Abstract

In this study vinyl ester monomers were synthesized by an amine catalyzed Michael addition reaction between a multifunctional thiol and the acrylate double bond of vinyl acrylate. The copolymerization behavior of both methacrylate/vinyl ester and acrylate/vinyl ester systems was studied with near-infrared spectroscopy. In acrylate/vinyl ester systems, the acrylate groups polymerize faster than the vinyl ester groups resulting in an overall conversion of 80% for acrylate double bonds in the acrylate/vinyl ester system relative to only 50% in the bulk acrylate system. In the methacrylate/vinyl ester systems, the difference in reactivity is even more pronounced resulting in two distinguishable polymerization regimes, one dominated by methacrylate polymerization and a second dominated by vinyl ester polymerization. A faster polymerization rate and higher overall conversion of the methacrylate double bonds is thus achieved relative to polymerization of the pure methacrylate system.

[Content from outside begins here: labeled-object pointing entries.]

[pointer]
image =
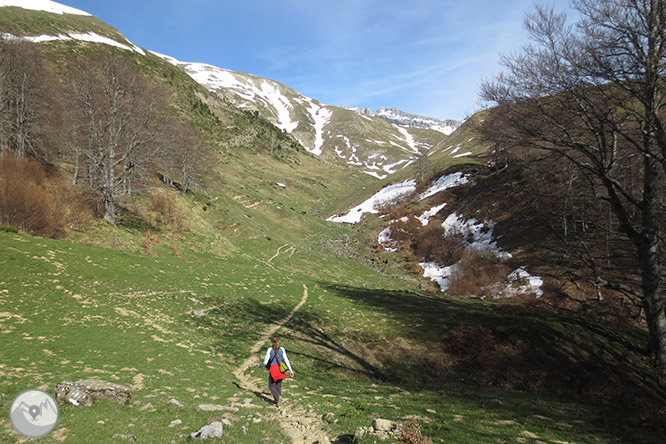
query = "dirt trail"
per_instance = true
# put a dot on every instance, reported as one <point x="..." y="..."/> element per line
<point x="297" y="424"/>
<point x="279" y="252"/>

The methacrylate conversion in the methacrylate/vinyl ester system is near 100% compared to only ~60% in the pure methacrylate system. Utilizing hydrophilic vinyl ester and hydrophobic methacrylate monomers, polymerization-induced phase separation is observed. The phase separated domain size is on the order of ~1 μm under the polymerization conditions. The phase separated domains become larger and more distinct with slower polymerization and correspondingly increased time for diffusion.